Больше он матери никогда не видел. Съев шоколадку, он почувствовал что-то вроде стыда и несколько часов болтался по улицам, пока голод не погнал его домой. Когда он вернулся, мать исчезла. В то время это уже считалось обычным делом. Из комнаты ничего не взяли – не было только матери и сестры. Не взяли никакой одежды, даже материно пальто. До сего дня он точно не знал, мертва ли его мать. Может быть, ее просто отправили в трудовой лагерь.
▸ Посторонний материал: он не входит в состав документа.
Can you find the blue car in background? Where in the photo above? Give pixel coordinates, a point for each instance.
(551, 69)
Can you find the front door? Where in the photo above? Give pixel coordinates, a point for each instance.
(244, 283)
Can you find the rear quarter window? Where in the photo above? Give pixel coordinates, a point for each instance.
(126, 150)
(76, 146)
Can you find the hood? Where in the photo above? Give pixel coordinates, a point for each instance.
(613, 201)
А что касается сестры, то ее могли поместить, как и самого Уинстона, в одну из колоний для беспризорных детей (они назывались исправительными центрами), число которых значительно увеличилось в ходе гражданской войны, или, возможно, ее отправили в трудовой лагерь вместе с матерью, или же просто оставили где-нибудь умирать.
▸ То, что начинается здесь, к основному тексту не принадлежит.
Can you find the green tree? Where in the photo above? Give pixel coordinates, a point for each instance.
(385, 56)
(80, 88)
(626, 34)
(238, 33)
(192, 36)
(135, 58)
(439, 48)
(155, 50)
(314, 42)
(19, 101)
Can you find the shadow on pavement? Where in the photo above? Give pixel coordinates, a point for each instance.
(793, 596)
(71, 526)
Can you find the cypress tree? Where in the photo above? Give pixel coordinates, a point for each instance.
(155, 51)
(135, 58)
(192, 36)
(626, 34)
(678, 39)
Сон все еще сохранял яркость, особенно сам обнимающий охранный жест материнской руки, заключавший в себе огромный смысл. Мысли Уинстона перетекли к другому сновидению, которое он видел два месяца назад. В сегодняшнем сне она сидела на кровати, застланной застиранным белым покрывалом, и сестренка вцепилась в нее, а тогда она так же сидела на тонущем корабле где-то внизу, далеко от него, перемещаясь с каждой минутой все глубже и глубже, но продолжая смотреть на него сквозь толщу темнеющей воды.
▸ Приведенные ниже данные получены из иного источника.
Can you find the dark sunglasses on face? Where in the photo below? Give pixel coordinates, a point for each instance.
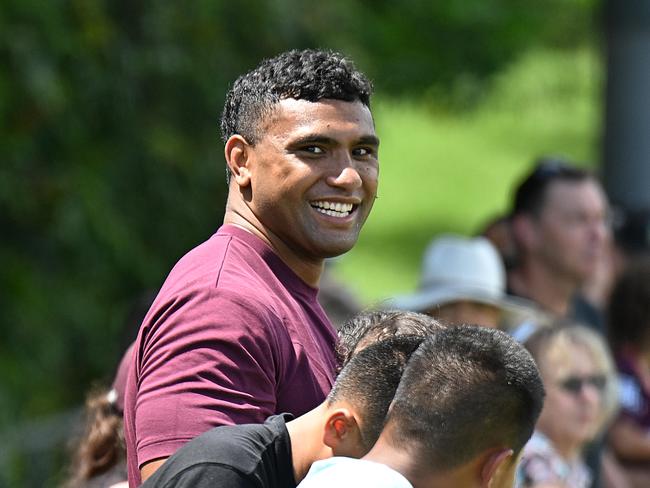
(575, 384)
Он рассказал Джулии историю исчезновения его матери. Не открывая глаз, она подкатилась к нему и устроилась поудобнее.

– Похоже, ты был тогда бессовестным свиненышем, – пробормотала она. – Все дети свиньи.

– Да. Но суть истории не в этом…

По ее дыханию стало понятно: она вот-вот снова заснет. Ему же хотелось продолжить разговор о матери. Его воспоминания не давали ему возможности думать, будто она была необыкновенной, а тем более, умной женщиной; однако она обладала каким-то благородством, чистотой – просто потому, что придерживалась глубоко личных принципов. Она переживала все по-своему, и ничто извне не могло изменить ее чувства. Она не думала, что какое-то действие, являясь безрезультатным, становится бессмысленным. Если ты любишь кого-то и если тебе уже нечего ему дать, то ты все равно можешь дарить ему свою любовь. Когда у матери не осталось шоколада, она прижала к себе ребенка.

И пусть это было бесполезно и ничего не изменило, новой шоколадки не появилось, а угроза неминуемой смерти для малышки и для нее самой не исчезла, она все равно любила, что было, казалось, заложено в самой ее натуре. Беженка в лодке тоже закрыла маленького сына рукой – от пуль все равно что листком бумаги. Партии удалось проделать очень страшную вещь: убедить тебя, что простые порывы, простые чувства не имеют значения, и в это самое время у тебя украли власть над материальным миром. Как только человек угодил в лапы Партии, в буквальном смысле слова, не имеет значения, что он чувствует и чего не чувствует, что он делает и чего не делает. Что бы ни происходило, ты исчезнешь, и никто не услышит ни о тебе, ни о твоих поступках. Тебя вымарают из потока истории. А ведь для людей, живших два поколения назад, это не казалось очень важным, потому что они не пытались менять историю. Они руководствовались собственными представлениями о верности, которую не подвергали сомнению. Они были связаны личными отношениями, и совершенно бесполезные жесты, объятия, слезы, слова, сказанные умирающему человеку, представляли ценность уже сами по себе. Его вдруг осенило, что пролы так и остались в этом состоянии. Они не были верны Партии, или стране, или идее, они хранили верность друг другу. И впервые в жизни он не испытывал презрения к пролам и не думал о них как просто об инертной силе, способной пробудиться и возродить мир. Пролы все еще остаются людьми. Они не зачерствели внутри. Они сохраняют свои примитивные чувства, которым ему пришлось сознательно учиться заново. И размышляя об этом, он вспомнил (сам не зная почему), как несколько недель назад он увидел оторванную руку, лежащую на тротуаре, и пнул ее ногой в канаву так, будто это была капустная кочерыжка.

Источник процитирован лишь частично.